When I shot compounds, I practiced out to 60 yards all the time. And I practiced with my broadheads all year. (Owning a sport shop, I had access to heads, samples, ect). When NAP came out with the Nitron, that is a head that flys great out long ranges.

I felt more than comfortable taking a 50 yard shot at a whitetail. Although 47 was my longest actual shot. Brush and twigs were the factors in anything longer. But if I hunted fields, I'd have been comfortable with a 60 yard broadside shot at a standing deer, no question. 

With lots of practice, with all the modern gadgets, a 50 yard shot is totally reasonable. Of course, without lots of practice, it isn't.

Frankly, the comfort I had with a 50 yard plus shot is why I gave up the compound and switched to longbows. As the gadgets get more and more high tech, with drop away this and battery operated that and bows getting more high tech, we'll be discussing more 80 yard shots in 5 years IMHO.
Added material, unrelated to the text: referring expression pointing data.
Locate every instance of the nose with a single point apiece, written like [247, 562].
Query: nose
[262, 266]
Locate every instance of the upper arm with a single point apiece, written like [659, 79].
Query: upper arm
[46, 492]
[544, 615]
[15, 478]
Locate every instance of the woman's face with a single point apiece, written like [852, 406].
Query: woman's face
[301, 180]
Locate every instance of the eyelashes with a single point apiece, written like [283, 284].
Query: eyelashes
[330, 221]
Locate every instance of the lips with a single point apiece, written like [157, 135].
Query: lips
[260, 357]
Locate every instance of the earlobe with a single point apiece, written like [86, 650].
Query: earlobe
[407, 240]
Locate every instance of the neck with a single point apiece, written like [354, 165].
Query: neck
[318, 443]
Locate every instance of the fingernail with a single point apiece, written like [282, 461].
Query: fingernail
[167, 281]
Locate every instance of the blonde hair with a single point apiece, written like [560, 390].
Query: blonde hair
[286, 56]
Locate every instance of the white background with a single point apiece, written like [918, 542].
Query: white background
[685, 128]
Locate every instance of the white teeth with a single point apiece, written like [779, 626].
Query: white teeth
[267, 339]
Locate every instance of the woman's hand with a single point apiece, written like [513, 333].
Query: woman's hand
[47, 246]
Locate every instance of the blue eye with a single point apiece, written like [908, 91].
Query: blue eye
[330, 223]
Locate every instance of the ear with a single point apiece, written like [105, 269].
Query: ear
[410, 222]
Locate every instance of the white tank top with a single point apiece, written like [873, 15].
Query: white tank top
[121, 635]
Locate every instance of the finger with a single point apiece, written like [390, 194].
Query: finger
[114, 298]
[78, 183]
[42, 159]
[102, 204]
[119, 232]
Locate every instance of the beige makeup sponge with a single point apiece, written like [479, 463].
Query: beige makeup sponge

Here's a video of 100 yard shot that would have put a deer down quickly...
http://www.youtube.com/watch?v=ZflTSNGEluI


----------



## tommy-n (Jan 9, 2004)

''It's nice to know that at one time you had the dedication and skill to shoot professionally at paper, but this isn't about shooting professionally it's about hunting. The target is the size of a basketball and to to be successful all you have to do is deflate that basketball. So while you may hold yourself to a 2" standard, it is hardly a necessary requirement to being a successful hunter''. quote

It's hard to argue with that statement

I agree 100%


----------



## GuT_PiLe (Aug 2, 2006)

To get back to original post.

If your shooting that distance, IMO, go with a fixed head.

I use the NAP Nitron, and there is no difference between it and my field points in terms of accuracy, POI.

I'd be more concerned however with the loudness of your bow.

I'm not an FPS junky...i think its over rated when shooting 30yrds and in.
However, in your case shooting 60yds.

Your in a catch 22. Faster the bow, the louder the bow.
You are going to want speed at those distances.

There is a big difference in a hunting arrow coming out of the bow at 250 vs 290+ at 60yrds.

I recently read an article in the NRA "American Hunter" magazine, regarding deer and string jumping and they had the math to prove it. It opened my eyes a bit, not that i didnt take it into account before, but i'm more conscience about it than before.

The amount of time a deer has to jump a string at 60yrds is ALOT. 
Hell at 30yrds its ALOT.

By the time your arrow reaches that deer from a bow shooting 250fps the deer could be upwards of 15 inches lower than the original location you shot....vs 290fps...which may be 11inches. (figures are just for example purposes..actually those are probably more 30yrd figures)

Its things like that you have to consider more than whether or not you can hit a target with 2" groups consistently.

Lets say you try to compensate for that string jump. What says that said deer is going to jump the string?....its an unknown factor in deer hunting....you cant possibly know what a deer is going to do each time you take a shot at it. Is he going to hear the shot, or isn't he?...You'll never know untill you let fly your arrow.

As you know i'm sure, there are more variables than just broadheads, ability, and string jump....we could probably list 10 more easily

if it were me, and i were taking those kinds of shots....
i would recommend a smaller cutting dia. fixed broadhead...for me its the NAP Nitron

And as always......no shot is always a good shot!


----------